Dr. Klineberg, Professor of Sociology and Founding Director of the Kinder Institute for Urban Research spoke to WFE on January 9th at the Federal Reserve to provide an overview of the Kinder Houston Area Survey that was completed in 2017 and to discuss the future of the Houston region based on their findings for the past 35 years. Dr. Klineberg illustrated that in just the past three decades, the region has been transformed from an essentially bi-racial Southern city into the single most ethnically and culturally diverse metropolitan region in the nation. Such rapid change can become either a source of great strength or the basis for deepening social and economic divides.

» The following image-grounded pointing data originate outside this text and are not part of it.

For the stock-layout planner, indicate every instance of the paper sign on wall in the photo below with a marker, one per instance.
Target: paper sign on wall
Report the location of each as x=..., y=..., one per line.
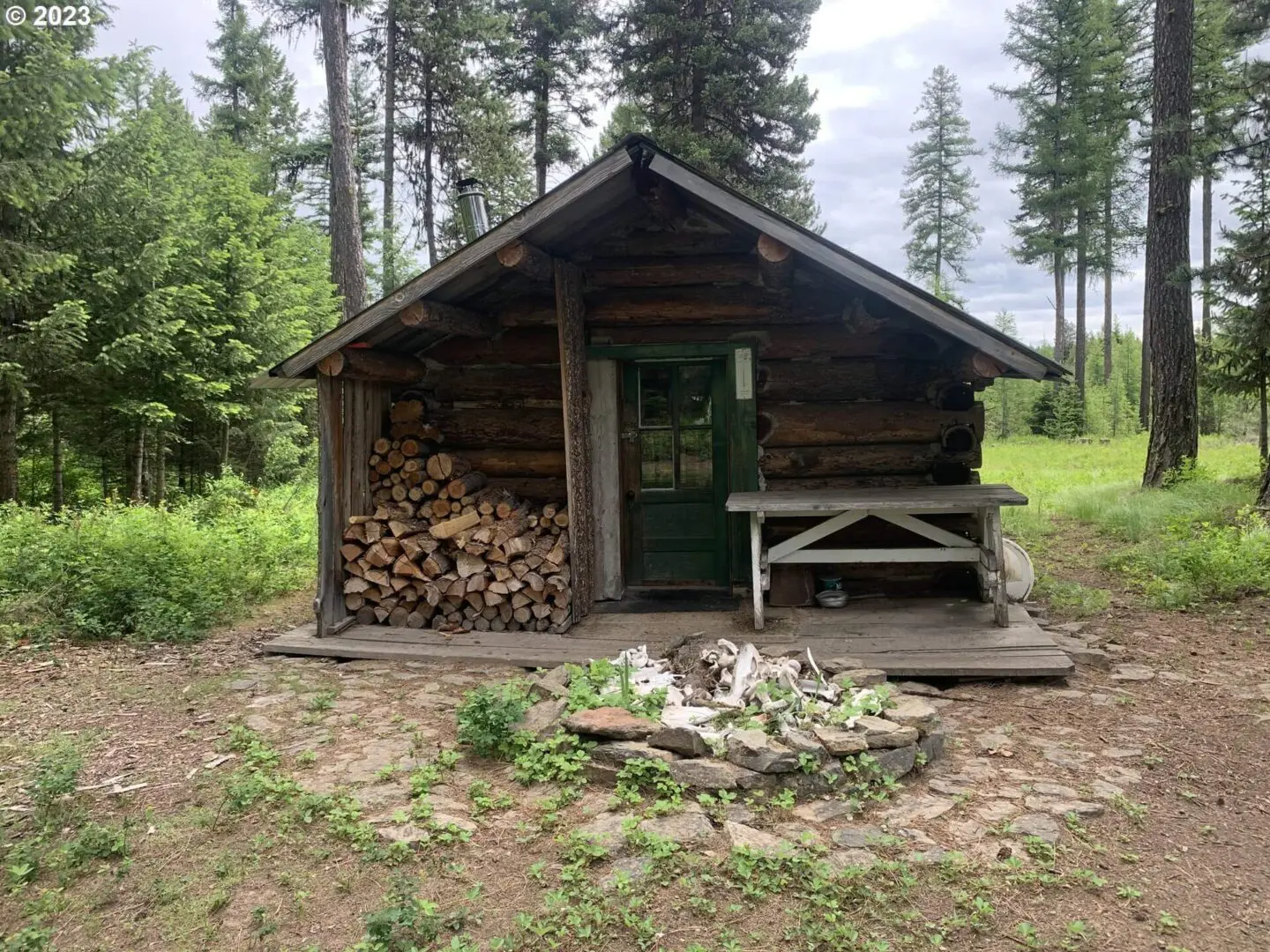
x=744, y=374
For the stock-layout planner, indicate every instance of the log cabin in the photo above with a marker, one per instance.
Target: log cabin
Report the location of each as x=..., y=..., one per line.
x=641, y=346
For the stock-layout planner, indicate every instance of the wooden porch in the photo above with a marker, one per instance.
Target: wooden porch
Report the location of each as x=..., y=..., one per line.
x=906, y=637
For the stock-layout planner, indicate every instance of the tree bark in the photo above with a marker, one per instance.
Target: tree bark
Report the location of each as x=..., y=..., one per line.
x=55, y=424
x=346, y=231
x=1106, y=287
x=389, y=242
x=1174, y=412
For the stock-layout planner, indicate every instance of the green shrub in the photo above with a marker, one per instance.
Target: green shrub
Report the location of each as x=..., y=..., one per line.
x=153, y=574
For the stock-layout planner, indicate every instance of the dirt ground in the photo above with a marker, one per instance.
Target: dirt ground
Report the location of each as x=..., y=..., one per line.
x=1163, y=763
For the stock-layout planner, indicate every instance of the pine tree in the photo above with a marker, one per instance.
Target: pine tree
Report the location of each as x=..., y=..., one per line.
x=546, y=71
x=253, y=98
x=940, y=198
x=715, y=81
x=1168, y=306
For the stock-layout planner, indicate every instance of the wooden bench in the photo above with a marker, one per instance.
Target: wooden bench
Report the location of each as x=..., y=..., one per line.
x=900, y=507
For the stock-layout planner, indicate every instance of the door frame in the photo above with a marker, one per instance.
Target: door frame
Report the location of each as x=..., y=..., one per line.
x=742, y=426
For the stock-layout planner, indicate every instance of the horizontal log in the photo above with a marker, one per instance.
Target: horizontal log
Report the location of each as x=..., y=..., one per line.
x=848, y=378
x=513, y=346
x=505, y=385
x=866, y=460
x=654, y=306
x=848, y=424
x=484, y=429
x=669, y=271
x=449, y=319
x=371, y=365
x=498, y=464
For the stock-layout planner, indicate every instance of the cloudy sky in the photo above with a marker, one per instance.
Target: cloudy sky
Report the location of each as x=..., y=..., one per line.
x=868, y=60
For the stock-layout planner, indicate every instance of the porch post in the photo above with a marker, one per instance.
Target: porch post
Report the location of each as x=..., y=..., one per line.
x=571, y=314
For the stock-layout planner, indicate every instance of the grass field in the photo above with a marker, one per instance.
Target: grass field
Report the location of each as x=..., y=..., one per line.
x=1195, y=541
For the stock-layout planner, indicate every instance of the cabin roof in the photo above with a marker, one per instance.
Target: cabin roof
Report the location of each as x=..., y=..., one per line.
x=603, y=197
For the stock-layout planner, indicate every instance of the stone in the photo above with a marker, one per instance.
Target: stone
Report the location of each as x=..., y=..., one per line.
x=857, y=837
x=915, y=687
x=756, y=750
x=1041, y=825
x=914, y=712
x=631, y=868
x=542, y=718
x=825, y=810
x=993, y=811
x=606, y=831
x=550, y=684
x=714, y=775
x=681, y=740
x=748, y=838
x=616, y=753
x=898, y=762
x=909, y=807
x=882, y=734
x=686, y=829
x=932, y=746
x=1133, y=672
x=841, y=743
x=860, y=678
x=836, y=666
x=1062, y=807
x=612, y=723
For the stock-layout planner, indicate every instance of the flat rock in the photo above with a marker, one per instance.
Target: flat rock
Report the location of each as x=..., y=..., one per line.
x=1041, y=825
x=898, y=762
x=825, y=810
x=542, y=718
x=756, y=750
x=911, y=807
x=857, y=837
x=1062, y=807
x=882, y=734
x=606, y=831
x=714, y=775
x=686, y=829
x=748, y=838
x=1133, y=672
x=681, y=740
x=612, y=723
x=841, y=743
x=914, y=712
x=860, y=677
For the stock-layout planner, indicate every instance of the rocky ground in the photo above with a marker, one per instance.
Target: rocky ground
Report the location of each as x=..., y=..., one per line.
x=1123, y=809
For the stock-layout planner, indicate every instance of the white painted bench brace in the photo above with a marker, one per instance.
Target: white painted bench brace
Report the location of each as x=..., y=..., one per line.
x=900, y=507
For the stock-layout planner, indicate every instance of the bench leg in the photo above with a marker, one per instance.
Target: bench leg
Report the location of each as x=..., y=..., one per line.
x=1000, y=602
x=756, y=554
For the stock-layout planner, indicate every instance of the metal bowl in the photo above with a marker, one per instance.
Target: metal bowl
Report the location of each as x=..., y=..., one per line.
x=831, y=598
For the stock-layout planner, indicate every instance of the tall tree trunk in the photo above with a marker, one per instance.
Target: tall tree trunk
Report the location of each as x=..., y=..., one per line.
x=138, y=465
x=348, y=270
x=1174, y=412
x=55, y=424
x=389, y=242
x=8, y=442
x=1082, y=276
x=1109, y=267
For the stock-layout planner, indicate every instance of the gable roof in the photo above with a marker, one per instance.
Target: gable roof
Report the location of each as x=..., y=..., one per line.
x=598, y=190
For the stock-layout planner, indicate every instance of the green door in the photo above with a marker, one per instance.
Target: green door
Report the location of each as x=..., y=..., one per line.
x=675, y=471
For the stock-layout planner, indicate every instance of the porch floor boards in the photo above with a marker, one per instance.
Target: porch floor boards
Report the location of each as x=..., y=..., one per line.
x=906, y=637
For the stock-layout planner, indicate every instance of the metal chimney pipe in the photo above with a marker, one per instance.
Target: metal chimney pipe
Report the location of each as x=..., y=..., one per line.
x=471, y=208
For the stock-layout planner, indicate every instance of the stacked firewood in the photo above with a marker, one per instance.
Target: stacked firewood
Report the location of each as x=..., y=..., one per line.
x=447, y=550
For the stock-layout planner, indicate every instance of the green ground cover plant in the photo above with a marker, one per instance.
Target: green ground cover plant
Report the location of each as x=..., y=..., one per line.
x=149, y=574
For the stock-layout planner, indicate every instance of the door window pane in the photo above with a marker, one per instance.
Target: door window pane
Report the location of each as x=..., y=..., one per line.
x=695, y=458
x=657, y=460
x=695, y=381
x=654, y=397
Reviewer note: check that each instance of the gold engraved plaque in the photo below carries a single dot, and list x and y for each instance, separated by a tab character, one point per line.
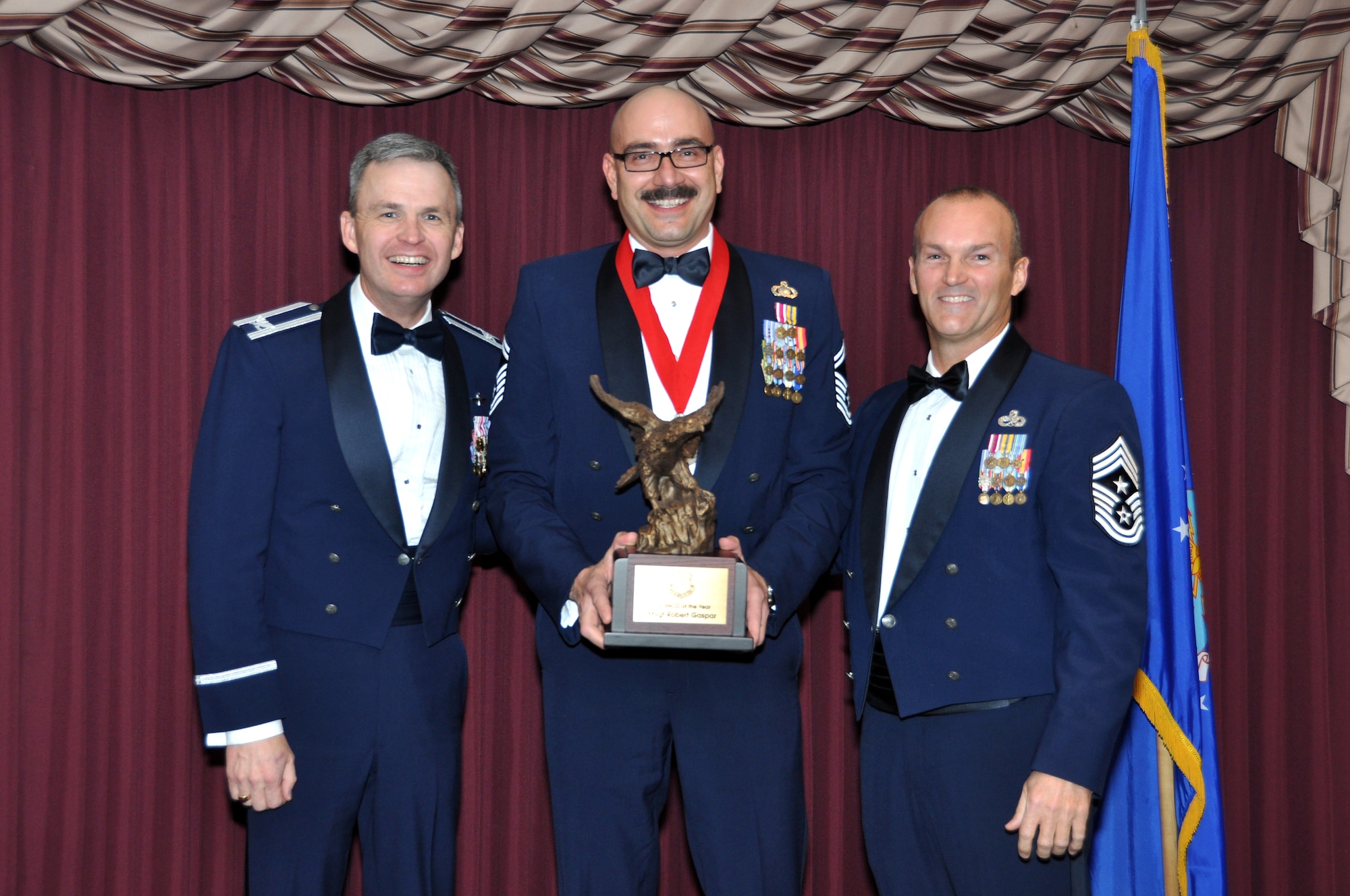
689	596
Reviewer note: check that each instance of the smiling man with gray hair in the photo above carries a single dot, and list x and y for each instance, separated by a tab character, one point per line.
334	503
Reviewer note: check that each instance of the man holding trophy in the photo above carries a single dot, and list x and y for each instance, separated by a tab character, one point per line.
719	414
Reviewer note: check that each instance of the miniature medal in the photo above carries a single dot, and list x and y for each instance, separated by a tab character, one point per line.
784	350
479	446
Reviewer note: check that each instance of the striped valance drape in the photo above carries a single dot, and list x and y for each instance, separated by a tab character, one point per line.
946	64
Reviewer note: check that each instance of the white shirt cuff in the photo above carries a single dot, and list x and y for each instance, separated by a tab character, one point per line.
246	736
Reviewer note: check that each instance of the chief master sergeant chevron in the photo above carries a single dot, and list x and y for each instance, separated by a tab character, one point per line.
996	584
333	522
661	316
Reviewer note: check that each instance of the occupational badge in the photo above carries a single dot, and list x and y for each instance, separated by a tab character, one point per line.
479	446
1116	493
784	350
1005	473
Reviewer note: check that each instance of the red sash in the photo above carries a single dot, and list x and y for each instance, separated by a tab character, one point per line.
677	374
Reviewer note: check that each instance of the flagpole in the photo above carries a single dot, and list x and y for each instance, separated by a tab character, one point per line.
1168	813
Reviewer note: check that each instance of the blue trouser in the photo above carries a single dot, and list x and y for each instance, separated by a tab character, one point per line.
938	791
377	743
612	723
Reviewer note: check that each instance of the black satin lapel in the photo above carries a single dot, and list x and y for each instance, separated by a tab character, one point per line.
875	499
357	418
620	343
460	431
734	357
955	457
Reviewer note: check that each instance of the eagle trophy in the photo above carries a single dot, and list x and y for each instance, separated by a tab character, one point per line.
684	516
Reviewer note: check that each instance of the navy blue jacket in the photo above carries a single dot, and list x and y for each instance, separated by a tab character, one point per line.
993	601
778	469
294	520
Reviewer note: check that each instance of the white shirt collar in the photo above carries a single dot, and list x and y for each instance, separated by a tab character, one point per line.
975	361
364	315
704	244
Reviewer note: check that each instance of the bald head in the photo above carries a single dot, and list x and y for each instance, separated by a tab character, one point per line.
668	208
655	107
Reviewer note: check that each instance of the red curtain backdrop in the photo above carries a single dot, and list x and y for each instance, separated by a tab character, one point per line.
136	226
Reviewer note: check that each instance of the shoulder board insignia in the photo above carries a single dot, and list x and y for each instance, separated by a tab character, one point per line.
279	320
476	331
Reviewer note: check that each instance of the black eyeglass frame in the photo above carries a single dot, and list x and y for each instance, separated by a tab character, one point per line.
670	155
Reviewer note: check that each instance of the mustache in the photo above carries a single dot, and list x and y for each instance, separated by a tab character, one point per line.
680	192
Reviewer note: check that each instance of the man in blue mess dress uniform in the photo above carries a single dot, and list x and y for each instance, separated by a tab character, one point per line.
664	315
996	584
333	523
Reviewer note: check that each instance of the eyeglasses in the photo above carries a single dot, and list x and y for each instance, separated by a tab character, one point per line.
651	160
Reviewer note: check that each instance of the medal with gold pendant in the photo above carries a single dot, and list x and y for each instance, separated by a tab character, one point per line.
784	349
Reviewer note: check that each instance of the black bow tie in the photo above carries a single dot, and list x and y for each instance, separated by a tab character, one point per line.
387	335
954	383
691	268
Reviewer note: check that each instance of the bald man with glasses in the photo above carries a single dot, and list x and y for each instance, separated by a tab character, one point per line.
664	315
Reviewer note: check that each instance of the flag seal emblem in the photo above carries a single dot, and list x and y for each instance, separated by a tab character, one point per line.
1116	493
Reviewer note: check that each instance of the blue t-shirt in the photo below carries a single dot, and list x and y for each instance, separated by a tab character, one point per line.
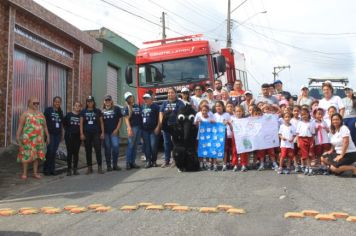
54	120
170	111
150	115
111	118
72	123
91	120
136	118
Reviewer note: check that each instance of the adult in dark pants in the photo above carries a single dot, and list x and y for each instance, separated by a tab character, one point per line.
167	116
150	130
54	119
92	132
112	123
133	120
72	138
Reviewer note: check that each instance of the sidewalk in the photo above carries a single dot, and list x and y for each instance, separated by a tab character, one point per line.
10	169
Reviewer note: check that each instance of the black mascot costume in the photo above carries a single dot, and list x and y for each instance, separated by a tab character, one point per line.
184	137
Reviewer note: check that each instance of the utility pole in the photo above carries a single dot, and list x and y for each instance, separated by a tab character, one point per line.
277	70
228	26
164	36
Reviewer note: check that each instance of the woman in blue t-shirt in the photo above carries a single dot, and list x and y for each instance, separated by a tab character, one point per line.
112	124
167	117
150	130
92	132
133	122
71	125
54	119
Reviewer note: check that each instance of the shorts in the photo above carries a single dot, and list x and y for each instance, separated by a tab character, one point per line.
287	152
347	160
321	148
306	146
260	154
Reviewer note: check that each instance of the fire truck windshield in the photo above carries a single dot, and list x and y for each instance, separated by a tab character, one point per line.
173	72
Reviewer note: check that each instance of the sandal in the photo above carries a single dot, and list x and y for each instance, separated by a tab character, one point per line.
37	176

Given the distribution by age of the ethnic communities, no force in the world will stop Houston from becoming more Latino, more African-American, more Asian, and less Anglo as the twenty-first century unfolds. Houston will set the precedent. There is no other place or time to which this region can look for a blueprint to ensure its success. How Houston navigates the demographic transformation will determine its future. The region’s burgeoning diversity could be a tremendous asset in this increasingly globalized, knowledge-based economy. Yet if most area residents continue to live and work in largely segregated enclaves, reinforced by widening educational disparities and mutual misunderstandings, the expanding diversity is likely to diminish Houston’s competitiveness in the new economy and to set the stage for serious social conflict.
Some of the critical challenges Dr. Klineberg identified as we move forward are developing closer connections across all of Houston’s varied ethnic communities, strengthening the “talent pipeline” that will nurture the new multi-ethnic professional and community leadership of the twenty-first century, ensuring equal access for all children to quality education from pre-K through college, achieving comprehensive immigration reform and enhancing economic opportunity, financial literacy, and the neighborhood transportation and housing policies that will foster the development of stable, mixed income, multi-ethnic communities.
About the Kinder Institute
The Kinder Institute for Urban Research is a multi-disciplinary “think-and-do tank” housed on the Rice University campus in central Houston, focusing on urban issues in Houston, the American Sunbelt, and around the world. Created in 2010, the Institute was endowed with a $15 million gift from Houston philanthropists Richard and Nancy Kinder.
Originally housed in the Department of Sociology, the Kinder Institute is now an independent campus-wide institute working with a wide variety of partners on the Rice campus, including the School of Architecture, the School of Social Sciences, the James A. Baker III Institute for Public Policy, the Shell Center for Sustainability, the SSPEED Center, and the Ken Kennedy Institute for Information Technology. The Kinder Institute is also developing partnerships with a wide variety of other universities and think tanks, including the Brookings Institution Metropolitan Policy Program, the Urban Institute, the University of Texas School of Public Health, and the National Resource Network.
The mission of the Kinder Institute is to:
- Advance understanding of the most important issues facing Houston and other leading urban centers through rigorous research, policy analysis, and public outreach; and
- Collaborate with civic and political leaders to implement promising solutions to these critical issues.